時に流されながら時に流されない、つまりは流れるということを得ているということ。運に任せ人事を盡す、つまりは今から離れることなく今そのものに的中するということです。これを中庸とも言います。

如何に時に中るか、それを私は直観と呼びます。

直観を使うというのは単に博打をするというわけではありません、直観とは丸ごと全体そのものと一体になっている境地であり、今何をすべきかが素直に自明している状態であり正直にありのままの自然な流れに従うということです。

自然の経営の極意は、タイミングを外さないということです。自然な流れで自然に生きることは、如何に謙虚に真心のままでいるかということです。

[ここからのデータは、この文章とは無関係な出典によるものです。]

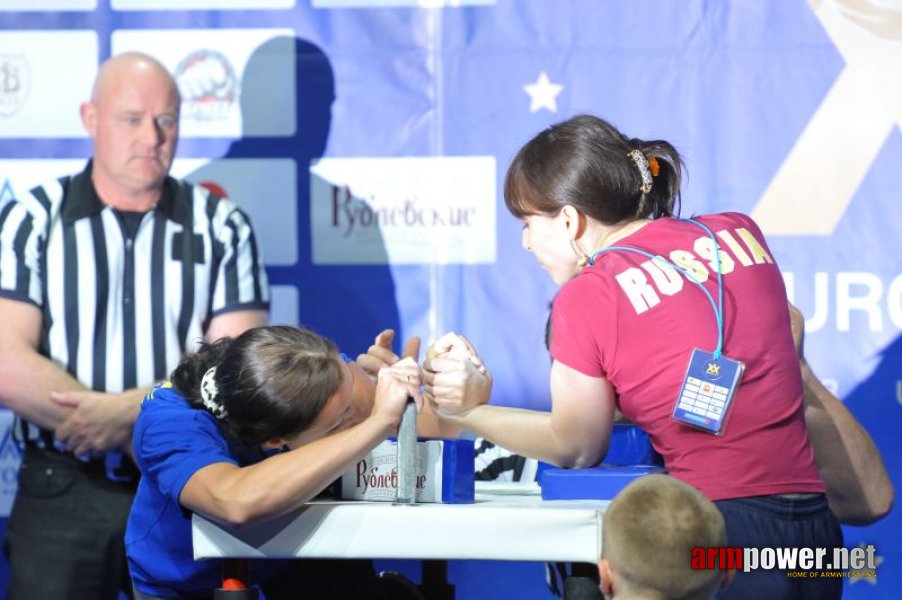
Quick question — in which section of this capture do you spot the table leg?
[420,560,454,600]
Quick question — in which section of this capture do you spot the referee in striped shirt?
[0,53,269,600]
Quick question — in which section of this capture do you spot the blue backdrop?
[0,0,902,598]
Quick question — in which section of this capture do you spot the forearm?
[802,360,894,525]
[0,348,85,430]
[449,405,606,468]
[188,418,392,525]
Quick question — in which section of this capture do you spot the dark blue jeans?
[4,446,134,600]
[715,494,843,600]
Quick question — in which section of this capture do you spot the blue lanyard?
[589,219,723,360]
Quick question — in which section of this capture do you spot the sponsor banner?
[0,158,88,206]
[0,158,298,268]
[313,0,497,8]
[110,0,295,10]
[171,158,298,266]
[0,0,97,11]
[269,285,300,325]
[310,156,496,265]
[0,31,98,138]
[112,28,297,138]
[0,408,22,517]
[691,544,883,579]
[338,438,475,504]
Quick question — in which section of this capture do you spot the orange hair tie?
[648,156,661,177]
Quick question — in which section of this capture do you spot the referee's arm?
[0,298,85,430]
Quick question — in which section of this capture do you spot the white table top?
[192,482,608,562]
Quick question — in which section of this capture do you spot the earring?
[570,240,589,268]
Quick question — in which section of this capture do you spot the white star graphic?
[523,71,564,112]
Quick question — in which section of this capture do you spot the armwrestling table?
[192,482,608,598]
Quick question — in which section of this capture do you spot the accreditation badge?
[673,348,745,435]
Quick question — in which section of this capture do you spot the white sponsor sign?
[341,440,454,502]
[270,284,300,326]
[310,156,496,265]
[0,31,98,138]
[171,158,298,265]
[0,408,22,518]
[112,29,297,138]
[0,0,97,11]
[110,0,295,10]
[0,158,88,198]
[313,0,497,8]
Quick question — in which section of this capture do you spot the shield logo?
[0,54,31,117]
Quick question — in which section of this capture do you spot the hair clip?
[629,150,658,194]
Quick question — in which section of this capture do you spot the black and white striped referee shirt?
[0,162,269,392]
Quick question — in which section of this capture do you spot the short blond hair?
[601,474,727,598]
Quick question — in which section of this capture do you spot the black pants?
[135,558,383,600]
[714,494,842,600]
[4,446,134,600]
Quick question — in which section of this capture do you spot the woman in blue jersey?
[126,326,422,600]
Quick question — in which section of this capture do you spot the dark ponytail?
[504,115,683,225]
[170,338,233,408]
[171,325,344,447]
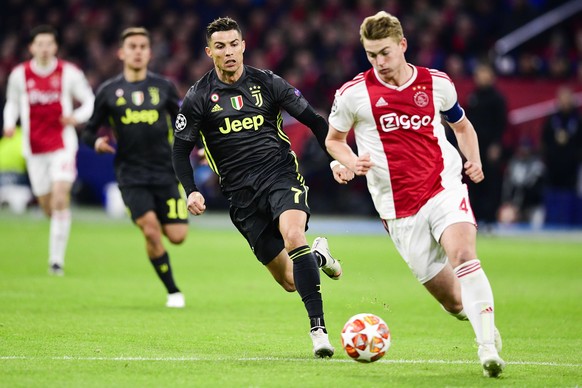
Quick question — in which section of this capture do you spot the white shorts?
[26,149,77,197]
[385,185,476,284]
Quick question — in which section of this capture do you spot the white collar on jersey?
[374,63,418,90]
[30,58,58,76]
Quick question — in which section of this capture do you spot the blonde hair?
[360,11,404,43]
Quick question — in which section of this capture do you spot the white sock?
[454,259,495,345]
[441,304,469,321]
[49,209,71,267]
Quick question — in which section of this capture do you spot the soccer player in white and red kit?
[4,26,95,275]
[326,11,505,377]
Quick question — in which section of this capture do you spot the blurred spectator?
[499,139,545,229]
[541,86,582,225]
[0,127,33,214]
[466,64,507,226]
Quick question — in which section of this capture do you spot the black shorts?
[119,184,188,225]
[230,176,311,265]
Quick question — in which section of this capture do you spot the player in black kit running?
[173,18,349,357]
[83,27,188,308]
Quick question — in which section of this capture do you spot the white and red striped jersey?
[4,59,95,156]
[329,65,464,219]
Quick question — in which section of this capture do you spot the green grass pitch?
[0,209,582,387]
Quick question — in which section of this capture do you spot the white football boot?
[477,344,505,377]
[311,237,342,280]
[166,292,186,309]
[49,263,65,276]
[309,328,335,358]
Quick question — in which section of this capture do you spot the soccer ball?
[342,313,390,362]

引き続き、子どもたちに自然が譲れるように時を深めていきたいと思います。

  1. コメント

    時代が進むにつれ、「時間のスピード」が5倍も10倍も速くなり、「時間に追われる」人が増えました。そこで、みんな一所懸命に「時間」を管理しようとしています。気がつくと、みんな急ぎ、焦っています。しかし、自然の時間の流れ方は、昔も今も変わっていません。一日も一年も昔と同じです。この「生きる時間」と「働く時間」の流れ方がズレてきたことで、「今の意味」がわからなくなり、タイミングという感覚がわからなくなってしまったのではないでしょうか。

  2. コメント

    時機を見極めるのは主体的でなかったら出来ないことで、「種は生きている、種にはいのちがある」ということを思わず育てるものとしていたら、刈るために必要な日数になってしまいます。今、なすべきことを為す、それを見極めることは非常に難しいことですが、何のためと問い続け少しでも近づいていきたいと思います。

  3. コメント

    人間が作り出した今の時間軸は目の前に起きていることよりもその時間軸で判断してしまうように感じます。ルーティーンのように同じ時間、同じ数字が時を刻みますが今は2度とない事を忘れてしまわぬよう、いつもゼロベースで歩みたいと思います。

  4. コメント

    あらためて「時中」の意味に本当にそうだとなと思いながら、頭ではわかるようなものでないのがこと時なのだと思います。時間に人間がコントロールされてしまっているような、優先順位が何だと考える前に、もっと自分の中の自然の感覚、心の動きなどに素直に従ってみることを大事にしていきたいと思います。